- IATA: none; ICAO: KRAW; FAA LID: RAW;

Summary
- Airport type: Public
- Owner: City of Warsaw
- Serves: Warsaw, Missouri
- Elevation AMSL: 936 ft / 285 m
- Coordinates: 38°20′49″N 093°20′44″W﻿ / ﻿38.34694°N 93.34556°W
- Interactive map of Warsaw Municipal Airport

Runways
| Direction | Length |  | Surface |
| ft | m |
| 18/36 | 4,000 | 1,219 | Concrete |

Statistics (2022)
- Aircraft operations (year ending 12/2/2022): 10,110
- Based aircraft: 20
- Source: Federal Aviation Administration

= Warsaw Municipal Airport (Missouri) =

Warsaw Municipal Airport is a city-owned public-use airport located six miles (10 km) north of the central business district of Warsaw, a city in Benton County, Missouri, United States.

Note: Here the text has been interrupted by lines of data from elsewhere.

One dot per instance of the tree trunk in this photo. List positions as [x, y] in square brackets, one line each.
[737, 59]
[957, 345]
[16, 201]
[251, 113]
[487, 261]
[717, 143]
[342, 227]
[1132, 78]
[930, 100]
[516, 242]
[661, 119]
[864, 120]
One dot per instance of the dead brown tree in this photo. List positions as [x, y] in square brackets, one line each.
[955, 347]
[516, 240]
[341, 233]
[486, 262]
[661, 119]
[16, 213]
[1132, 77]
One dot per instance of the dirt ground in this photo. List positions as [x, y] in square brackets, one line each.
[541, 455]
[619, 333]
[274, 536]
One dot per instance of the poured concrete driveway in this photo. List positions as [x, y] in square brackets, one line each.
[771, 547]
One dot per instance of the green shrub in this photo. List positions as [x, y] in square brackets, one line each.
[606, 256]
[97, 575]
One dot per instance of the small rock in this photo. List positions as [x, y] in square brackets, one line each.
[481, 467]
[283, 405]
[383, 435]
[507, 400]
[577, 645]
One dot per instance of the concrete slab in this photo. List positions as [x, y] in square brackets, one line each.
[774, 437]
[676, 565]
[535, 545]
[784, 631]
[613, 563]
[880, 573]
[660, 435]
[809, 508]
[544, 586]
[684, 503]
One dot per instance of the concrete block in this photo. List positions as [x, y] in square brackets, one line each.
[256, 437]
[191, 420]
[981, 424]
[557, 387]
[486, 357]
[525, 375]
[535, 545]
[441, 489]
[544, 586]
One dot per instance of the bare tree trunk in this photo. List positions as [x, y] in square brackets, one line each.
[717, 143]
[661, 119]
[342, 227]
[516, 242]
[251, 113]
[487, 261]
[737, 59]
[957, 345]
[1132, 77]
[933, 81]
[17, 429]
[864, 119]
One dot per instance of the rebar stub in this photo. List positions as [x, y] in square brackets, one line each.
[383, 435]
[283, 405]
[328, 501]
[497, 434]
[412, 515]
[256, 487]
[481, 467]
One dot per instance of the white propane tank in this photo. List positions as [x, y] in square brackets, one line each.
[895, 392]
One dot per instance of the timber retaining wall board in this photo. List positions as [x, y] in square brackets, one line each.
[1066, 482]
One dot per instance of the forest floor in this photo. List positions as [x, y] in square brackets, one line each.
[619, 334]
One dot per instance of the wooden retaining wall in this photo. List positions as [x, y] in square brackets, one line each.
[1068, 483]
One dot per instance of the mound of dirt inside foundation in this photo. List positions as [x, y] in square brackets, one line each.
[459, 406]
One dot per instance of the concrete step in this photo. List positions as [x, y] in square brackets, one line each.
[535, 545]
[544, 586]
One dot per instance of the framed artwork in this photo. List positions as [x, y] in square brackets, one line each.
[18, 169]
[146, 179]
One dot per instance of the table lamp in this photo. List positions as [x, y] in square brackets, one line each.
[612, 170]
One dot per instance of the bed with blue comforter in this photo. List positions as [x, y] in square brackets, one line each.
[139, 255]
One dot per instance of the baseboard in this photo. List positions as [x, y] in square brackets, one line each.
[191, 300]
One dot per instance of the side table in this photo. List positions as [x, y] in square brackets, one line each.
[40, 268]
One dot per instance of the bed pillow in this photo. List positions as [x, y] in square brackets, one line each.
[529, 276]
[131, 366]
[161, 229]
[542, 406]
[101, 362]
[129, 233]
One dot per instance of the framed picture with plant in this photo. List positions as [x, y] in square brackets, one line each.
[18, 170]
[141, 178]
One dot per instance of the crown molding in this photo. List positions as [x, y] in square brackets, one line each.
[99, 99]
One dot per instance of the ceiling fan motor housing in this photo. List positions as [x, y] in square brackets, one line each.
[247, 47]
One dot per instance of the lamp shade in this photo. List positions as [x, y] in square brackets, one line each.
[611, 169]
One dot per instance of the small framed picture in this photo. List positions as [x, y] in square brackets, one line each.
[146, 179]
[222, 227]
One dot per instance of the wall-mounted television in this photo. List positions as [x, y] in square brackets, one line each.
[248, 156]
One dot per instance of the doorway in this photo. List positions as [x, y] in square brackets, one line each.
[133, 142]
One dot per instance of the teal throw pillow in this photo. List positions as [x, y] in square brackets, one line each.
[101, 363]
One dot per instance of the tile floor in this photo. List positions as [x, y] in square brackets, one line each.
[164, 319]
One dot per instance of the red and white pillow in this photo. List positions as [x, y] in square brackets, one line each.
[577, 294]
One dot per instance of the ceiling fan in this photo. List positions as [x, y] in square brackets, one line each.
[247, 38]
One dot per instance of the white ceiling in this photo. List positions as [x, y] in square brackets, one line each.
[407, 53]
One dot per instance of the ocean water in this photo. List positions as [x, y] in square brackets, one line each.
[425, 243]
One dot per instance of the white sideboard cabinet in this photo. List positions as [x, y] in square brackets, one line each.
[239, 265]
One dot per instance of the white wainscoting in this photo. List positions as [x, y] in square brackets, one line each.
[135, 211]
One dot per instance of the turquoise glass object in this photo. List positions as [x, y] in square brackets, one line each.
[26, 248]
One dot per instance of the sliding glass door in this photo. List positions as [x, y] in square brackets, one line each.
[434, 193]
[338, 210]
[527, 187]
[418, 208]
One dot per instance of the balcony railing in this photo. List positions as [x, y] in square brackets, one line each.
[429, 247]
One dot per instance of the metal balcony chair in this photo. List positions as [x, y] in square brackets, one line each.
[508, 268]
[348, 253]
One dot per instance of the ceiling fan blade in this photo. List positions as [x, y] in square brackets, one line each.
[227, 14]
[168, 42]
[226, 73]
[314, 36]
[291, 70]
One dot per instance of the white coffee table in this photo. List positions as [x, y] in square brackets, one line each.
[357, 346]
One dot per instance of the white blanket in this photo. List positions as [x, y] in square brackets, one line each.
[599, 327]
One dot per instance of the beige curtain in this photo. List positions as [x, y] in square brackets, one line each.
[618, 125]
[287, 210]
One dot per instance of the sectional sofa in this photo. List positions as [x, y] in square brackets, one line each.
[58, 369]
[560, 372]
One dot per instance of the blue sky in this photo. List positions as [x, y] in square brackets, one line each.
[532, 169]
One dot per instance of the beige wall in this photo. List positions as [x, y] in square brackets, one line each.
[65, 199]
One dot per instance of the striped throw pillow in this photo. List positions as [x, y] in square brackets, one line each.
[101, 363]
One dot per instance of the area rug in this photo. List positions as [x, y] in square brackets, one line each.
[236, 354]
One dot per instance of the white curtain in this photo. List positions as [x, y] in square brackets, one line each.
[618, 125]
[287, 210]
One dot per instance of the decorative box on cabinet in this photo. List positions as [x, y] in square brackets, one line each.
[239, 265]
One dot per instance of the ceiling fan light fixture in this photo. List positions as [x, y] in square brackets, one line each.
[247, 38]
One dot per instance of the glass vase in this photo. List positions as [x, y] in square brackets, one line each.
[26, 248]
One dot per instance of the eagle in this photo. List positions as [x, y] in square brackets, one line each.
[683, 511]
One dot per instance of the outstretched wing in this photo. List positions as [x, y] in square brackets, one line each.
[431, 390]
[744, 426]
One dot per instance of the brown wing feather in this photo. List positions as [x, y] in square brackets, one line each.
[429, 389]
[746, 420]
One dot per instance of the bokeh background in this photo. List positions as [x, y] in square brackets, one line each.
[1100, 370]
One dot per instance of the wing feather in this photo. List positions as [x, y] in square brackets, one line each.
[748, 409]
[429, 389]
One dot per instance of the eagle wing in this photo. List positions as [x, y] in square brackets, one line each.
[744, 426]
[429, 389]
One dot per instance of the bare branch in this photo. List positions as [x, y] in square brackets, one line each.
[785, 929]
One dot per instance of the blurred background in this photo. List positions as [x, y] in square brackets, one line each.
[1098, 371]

Although most U.S. airports use the same three-letter location identifier for the FAA and IATA, Warsaw Municipal Airport is assigned RAW by the FAA but has no designation from the IATA (which assigned RAW to Arawa, Papua New Guinea).

== Facilities and aircraft ==
Warsaw Municipal Airport covers an area of 168 acre and has one runway designated 18/36 with a 4,000 x 75 ft (1,219 x 23 m) concrete surface.

For the 12-month period ending December 2, 2022, the airport had 10,110 aircraft operations, an average of 28 per day: 98% general aviation, 1% military and <1% air taxi. At that time, there were 20 aircraft based at this airport: 18 single-engine, 1 multi-engine, and 1 glider.